Odd cudaStream_t behavior

So I’ve got 8 streams allocated to a GPU doing overlapping memcpyasync’s and then launching a series of kernels. The basic flow is as follows:

for(i = 0; i < 8; i++)
create stream #i
for(i = 0; i < 8; i++)
memcpyasync(… stream #i, host to device);
for(i = 0; i < 8; i++)
for(i = 0; i < 8; i++)
memcpyasync(… stream #i, device to host);

Unfortunately every time a kernel is queued for launch cudaGetLastError() returns cudaErrorLaunchOutOfResources. This behaviour is not found when running in device emu mode. Further when I increase the stream count from 2 to 32 when using the stream example in the CUDA programming guide I get similar results. I’m running the current version of CUDA and have tried all CUDA 2.0 revisions that support the GTX 280, same results.

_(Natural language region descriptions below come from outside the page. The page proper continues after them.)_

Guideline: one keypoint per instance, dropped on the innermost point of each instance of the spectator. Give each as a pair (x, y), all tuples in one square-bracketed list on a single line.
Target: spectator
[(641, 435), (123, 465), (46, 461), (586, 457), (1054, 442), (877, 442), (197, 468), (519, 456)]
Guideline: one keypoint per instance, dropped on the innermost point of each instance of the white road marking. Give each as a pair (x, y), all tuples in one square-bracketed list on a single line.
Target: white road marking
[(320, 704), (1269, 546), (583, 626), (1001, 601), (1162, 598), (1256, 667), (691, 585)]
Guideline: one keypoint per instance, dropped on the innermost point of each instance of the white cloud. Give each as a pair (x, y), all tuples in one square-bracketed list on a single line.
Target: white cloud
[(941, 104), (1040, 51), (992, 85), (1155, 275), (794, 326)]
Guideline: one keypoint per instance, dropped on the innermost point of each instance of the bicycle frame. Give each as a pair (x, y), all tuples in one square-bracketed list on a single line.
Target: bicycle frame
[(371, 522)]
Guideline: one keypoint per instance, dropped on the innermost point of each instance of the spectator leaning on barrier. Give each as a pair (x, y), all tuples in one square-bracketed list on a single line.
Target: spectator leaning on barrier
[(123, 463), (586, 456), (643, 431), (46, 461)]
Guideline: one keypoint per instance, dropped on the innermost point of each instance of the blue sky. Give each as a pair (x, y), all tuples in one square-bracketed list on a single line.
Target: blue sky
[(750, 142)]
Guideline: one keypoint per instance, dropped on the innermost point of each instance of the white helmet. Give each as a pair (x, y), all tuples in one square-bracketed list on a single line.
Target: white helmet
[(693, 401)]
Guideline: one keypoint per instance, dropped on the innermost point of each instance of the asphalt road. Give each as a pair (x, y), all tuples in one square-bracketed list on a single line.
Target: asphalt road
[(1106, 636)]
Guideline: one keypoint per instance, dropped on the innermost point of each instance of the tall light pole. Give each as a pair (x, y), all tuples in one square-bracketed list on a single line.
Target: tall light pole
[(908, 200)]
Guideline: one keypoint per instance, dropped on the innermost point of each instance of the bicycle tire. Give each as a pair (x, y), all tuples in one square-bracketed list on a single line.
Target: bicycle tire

Same exact kernel launches in another program w/out using streams with 512 blocks and 512 threads per block.

Inside the program that uses streams I can run at most 256 blocks with 256 threads per block in a single schedule. Further the one that uses streams does not appear to make any kind of system call which reports an error so the bug is definitely in libcudart.

This project has given rise to numerous bugs in cudart. Is there an email address to which I can forward a list of these along with code and debugging output? Or is this forum the only means of reporting bugs?


Some more information:

I am using shared memory, but its far below the max shm per block reported by my card (approximately 1/8th). It also appears this bug only triggers if cudaGetDeviceProperties is called on the device after cudaSetDevice. When I reorder these calls I still get the same error with 512 threads per block, but not with 384… Definately something fishy in the cuda runtime lib since the ioctl’s stop after the memcpy async request.

I think you need to call cudaStreamSynchronize(l_asyncStream)+cudaThreadSyncronize() at the end ( and not only cudaThreadSyncronize() ).

how many registers are your kernel using? On G80/G92 you can have at most 10 registers when you want to use 512 threads per block. Number of blocks should not matter, only when going beyond 64k in one dimension.
If your kernel uses less than 16k shared mem, you will also never have a problem launching the kernel (it just might limit the number of concurrent blocks per SM, but with 512 threads you will have just 1 block per SM on G80/92)

It turns out to be a combination of things. One a bug in CUDA’s resource usage estimate (it never asks the card, just looks at the fatbin headers) and the second bug is in nvcc involving improper unrolling of loops. Must we write everything in PTX? If so please synchronize the PTX ISA.

the numbers in .cubin are not estimates, it is machine code that knows which registers it uses, so those numbers should be exact. Otherwise it is smart to file a bugreport.

if a loop gets improperly unrolled you can put a #pragma unroll 0 on the line before it to prevent unrolling. But maybe it is smart to also file a bug for this one.

I checked the binary, 17 registers per thread, 512 threads per block and 2k shared memory usage per block. Far below the limits of any CUDA compatible hardware. I’ve sent a reproduction stub to a fellow from nVidia that contacted me, but have yet to hear back that he got it.

Unrolling this loop is a no-brainer as the iterator has nothing to do with the statements in the loop:

for(i = 0; i < 32; i++)


b ^= x[v & 1];

v >>= 1;


17*512 = 8704 and hence above the 8192 registers that are available for 1.0/1.1 hardware. Unless you are using g200 hardware it won’t run.